Le débat sur le statut pénal… encore oublié

Même diagnostic que AIDES sur le statut pénal des stupéfiants… qui n'est pas abordé. "La réflexion dans de nombreux pays, y compris en Europe, sur la réponse graduée, n'a pas droit de citer en France, tacle le Réseau. L'usager simple continuera d’être inutilement pénalisé. Avec les nouvelles drogues de synthèse, on aurait pu avoir par exemple un début de réponse graduée selon la nocivité des produits, comme l'a proposé la Commission européenne [mi septembre], en utilisant la pénalisation qu'en dernier recours. Si les principes de ce plan sont suivis d'actes, le dispositif de réduction des risques sortira renforcé, et les lacunes de ses dernières années pourront être comblées (…) Mais une partie de l'innovation sociale et la nécessaire rénovation pénale attendront des jours meilleurs..."

"Les prisonniers condamnés aux contaminations"

"Une fois de plus la MILDT se rend complice des contaminations VIH/VHC en prison", dénonce Act Up-Paris. "En effet, ce nouveau plan n’évoque aucunement la mise en place, même expérimentale, des PES (programmes d’échange de seringue) en prison, ceci malgré plusieurs mois de réunions au ministère de la Santé du groupe de travail sur les PES, auxquelles la MILDT a participé, et qui a conclu devant l’évidence de la situation carcérale que la mise en place de ce programme était nécessaire et même urgente pour éviter les contamination des prisonniers et prisonnières", rappelle l’association. "Sachant que ces travaux attendent l’arbitrage de la MILDT, Act Up-Paris dénonce et s’inquiète de la mise en péril des PES en prison par ce nouveau plan.
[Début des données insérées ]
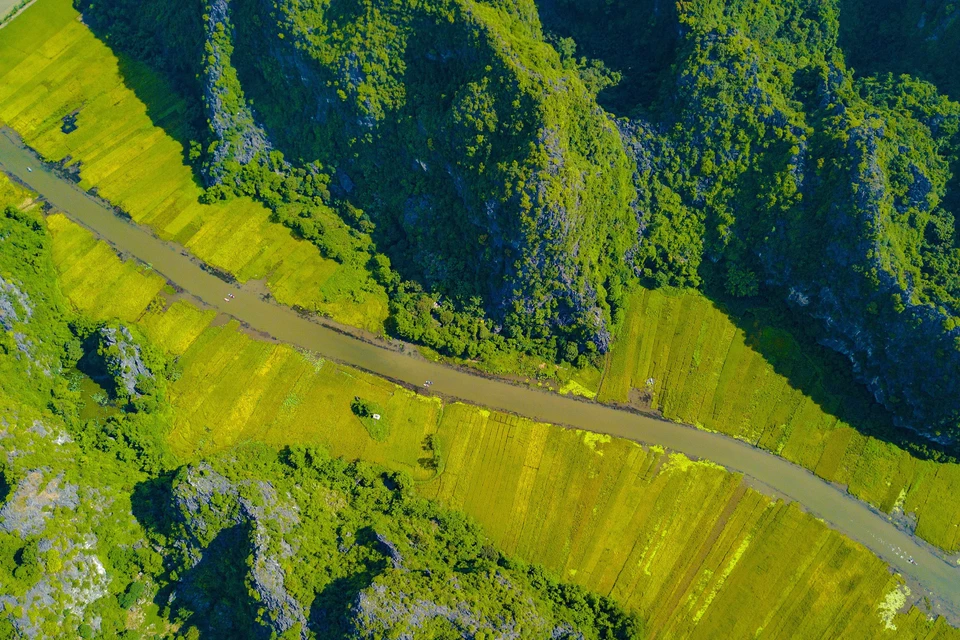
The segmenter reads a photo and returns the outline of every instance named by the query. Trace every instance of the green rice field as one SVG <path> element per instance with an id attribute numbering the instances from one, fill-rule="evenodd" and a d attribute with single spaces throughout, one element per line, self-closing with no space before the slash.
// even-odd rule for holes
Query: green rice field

La MILDT lance un mauvais signe pour la mise en place effective des PES en prison", explique l’association qui "proteste donc contre l’aveuglement obstiné de la MILDT de ne pas accorder aux prisonniers et prisonnières les mêmes droits à la réduction des risques qu’à l’extérieur. Ce déni criminel causera la contamination des usagers et usagères de drogue incarcérés."